= Glenn Miller Time =

American TV music series (1961)

Glenn Miller Time is a 1961 summer replacement American television series that aired on Mondays at 10 p.m. on CBS. The series premiered on July 10, 1961 and ended on September 11, 1961.

==Background==
The series featured the Glenn Miller Orchestra, under the direction of bandleader and drummer Ray McKinley, who was the leader of the post-war Glenn Miller orchestra. McKinley had worked with Miller when they were members of the Dorsey Brothers Orchestra in 1934. They were also both part of the World War II Army Air Force Band which was stationed in the UK in 1944.

Ray McKinley was the co-host with Johnny Desmond in the ten episodes of the series. Singer Patty Clark and the Castle Sisters were regulars on the series, which was targeted at a nostalgic audience which grew up during the big band and swing music era. Johnny Olson was the announcer.

A 30-minute series, approx. 25 minutes minus ads, Glenn Miller Time was sponsored by Kent cigarettes and Jell-O. Glenn Miller Time was the summer replacement for the series Hennesey. It was broadcast live from New York City with Bill Harbach as producer and Robert Scheerer as director.

The columnist Dorothy Kilgallen reported in mid-August, roughly a month into the show's run: "The rating systems checking the CBS-TV show 'Glenn Miller Time' indicate a viewer increase ever since the series was launched in early July, and requests for audience tickets indicate there's still box office magic in the Glenn Miller name." In early September, she wrote: "The Glenn Miller band under Ray McKinley's baton is riding higher than ever because of the popularity of the CBS 'Glenn Miller Time' telecasts. In six one nighters in New England last week, the band played to turn away crowds at every stop and averaged 4,200 paid admission nightly."

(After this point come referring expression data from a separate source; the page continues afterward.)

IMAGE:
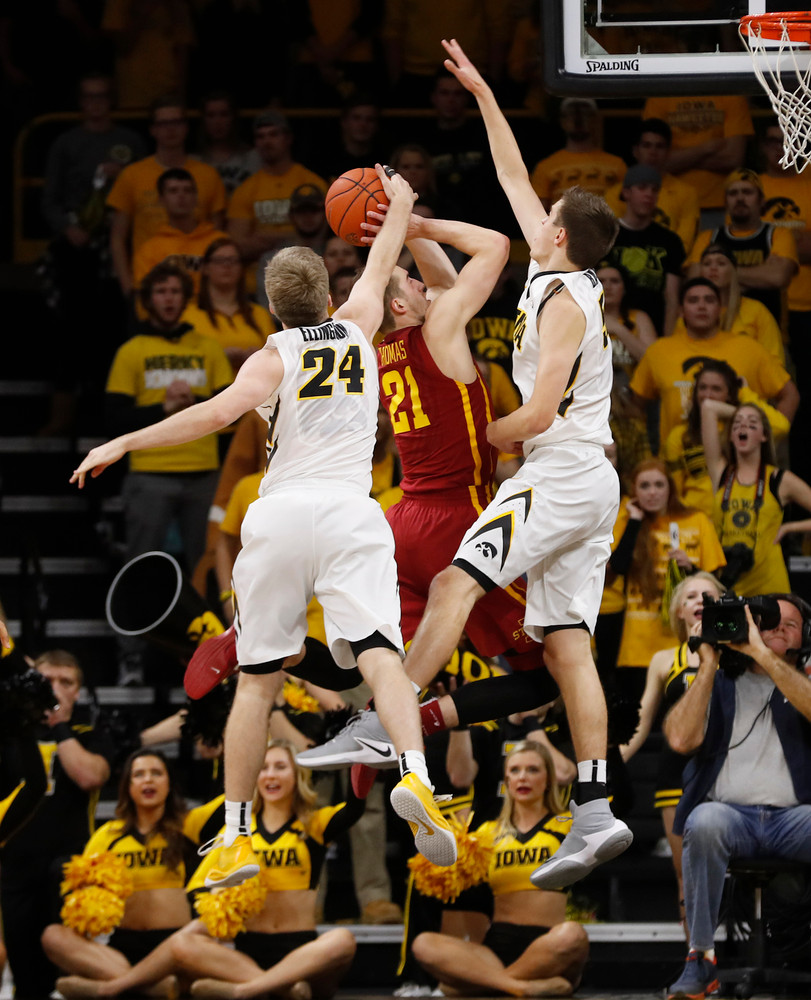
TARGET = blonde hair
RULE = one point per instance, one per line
(678, 626)
(297, 286)
(304, 795)
(552, 800)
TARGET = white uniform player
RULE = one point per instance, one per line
(313, 530)
(314, 515)
(554, 519)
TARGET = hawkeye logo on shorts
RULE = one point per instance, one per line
(503, 525)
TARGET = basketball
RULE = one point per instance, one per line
(348, 200)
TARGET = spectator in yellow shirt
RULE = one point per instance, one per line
(259, 211)
(765, 254)
(137, 211)
(183, 237)
(667, 368)
(581, 161)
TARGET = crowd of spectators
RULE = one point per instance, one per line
(156, 258)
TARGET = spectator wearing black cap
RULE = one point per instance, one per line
(309, 230)
(582, 161)
(765, 254)
(677, 205)
(259, 211)
(651, 254)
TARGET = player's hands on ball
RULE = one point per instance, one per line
(462, 68)
(97, 461)
(413, 232)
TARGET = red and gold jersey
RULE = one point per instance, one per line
(441, 424)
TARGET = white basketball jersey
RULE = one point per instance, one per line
(582, 415)
(322, 419)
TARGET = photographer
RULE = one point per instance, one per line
(747, 790)
(750, 494)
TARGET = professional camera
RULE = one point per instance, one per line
(25, 695)
(740, 559)
(723, 621)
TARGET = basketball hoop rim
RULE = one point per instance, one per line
(795, 23)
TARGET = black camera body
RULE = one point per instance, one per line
(723, 621)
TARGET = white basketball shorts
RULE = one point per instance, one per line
(552, 521)
(315, 540)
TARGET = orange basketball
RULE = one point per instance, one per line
(348, 200)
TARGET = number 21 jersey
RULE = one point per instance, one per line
(440, 424)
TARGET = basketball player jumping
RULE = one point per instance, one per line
(554, 519)
(314, 528)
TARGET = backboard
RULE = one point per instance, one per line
(637, 48)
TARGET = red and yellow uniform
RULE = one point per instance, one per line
(676, 207)
(448, 467)
(135, 193)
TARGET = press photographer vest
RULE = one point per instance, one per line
(793, 730)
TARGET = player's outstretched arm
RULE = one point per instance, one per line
(510, 166)
(258, 377)
(365, 303)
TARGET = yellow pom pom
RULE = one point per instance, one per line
(472, 862)
(224, 912)
(92, 911)
(107, 870)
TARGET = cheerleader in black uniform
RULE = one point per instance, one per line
(530, 949)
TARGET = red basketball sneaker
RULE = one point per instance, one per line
(213, 661)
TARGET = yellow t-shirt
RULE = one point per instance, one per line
(264, 198)
(135, 193)
(168, 242)
(232, 331)
(676, 207)
(787, 204)
(145, 365)
(753, 320)
(667, 371)
(783, 245)
(596, 171)
(740, 524)
(644, 632)
(695, 120)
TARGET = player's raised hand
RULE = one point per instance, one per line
(374, 226)
(98, 459)
(463, 69)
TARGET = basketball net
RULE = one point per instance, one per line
(774, 60)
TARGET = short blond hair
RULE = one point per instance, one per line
(297, 286)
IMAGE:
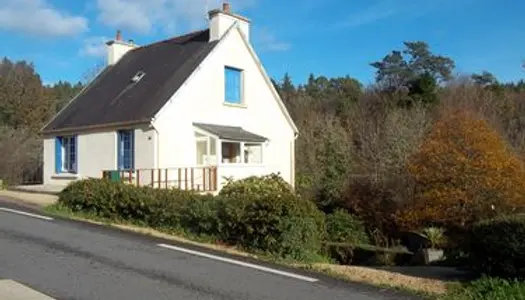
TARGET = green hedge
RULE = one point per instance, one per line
(497, 247)
(258, 213)
(488, 288)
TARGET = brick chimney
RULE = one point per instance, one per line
(220, 21)
(117, 48)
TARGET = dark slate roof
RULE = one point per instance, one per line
(232, 133)
(112, 98)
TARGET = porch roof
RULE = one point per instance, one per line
(233, 133)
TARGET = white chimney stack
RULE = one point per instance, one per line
(117, 48)
(222, 20)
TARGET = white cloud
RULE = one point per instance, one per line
(142, 16)
(94, 46)
(268, 41)
(37, 17)
(385, 9)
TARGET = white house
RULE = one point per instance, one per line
(187, 112)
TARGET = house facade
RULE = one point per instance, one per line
(185, 112)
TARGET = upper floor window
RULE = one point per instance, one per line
(66, 154)
(126, 150)
(233, 85)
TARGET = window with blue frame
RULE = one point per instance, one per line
(66, 154)
(233, 85)
(126, 150)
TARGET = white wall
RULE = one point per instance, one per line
(201, 99)
(97, 151)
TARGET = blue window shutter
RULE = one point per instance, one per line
(119, 150)
(75, 161)
(58, 154)
(232, 85)
(132, 150)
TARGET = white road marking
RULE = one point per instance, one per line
(19, 212)
(239, 263)
(13, 290)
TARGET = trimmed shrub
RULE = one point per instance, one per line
(263, 213)
(258, 213)
(169, 209)
(497, 246)
(488, 288)
(253, 187)
(343, 227)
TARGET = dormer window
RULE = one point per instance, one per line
(138, 76)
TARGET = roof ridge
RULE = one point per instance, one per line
(196, 32)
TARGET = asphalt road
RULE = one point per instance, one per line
(73, 260)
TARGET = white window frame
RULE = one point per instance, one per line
(66, 159)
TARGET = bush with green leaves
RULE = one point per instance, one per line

The series's theme song was "Moonlight Serenade".

==Critical response==
A contemporary account called Glenn Miller Time a "pleasing, undemanding musical half hour. Another account said "watching the Miller show is almost enough to renew the faith of TV's loudest critics" and called it a "soothing half hour".

In a review in The New York Times, Jack Gould described the series's premiere episode as "a notably pallid affair" He commented that, although the orchestra used Miller's arrangements, their length had been cut until "they did not carry much distinction". As a result, "musically, it seemed little more than a passing suggestion of the late orchestra leader's handiwork".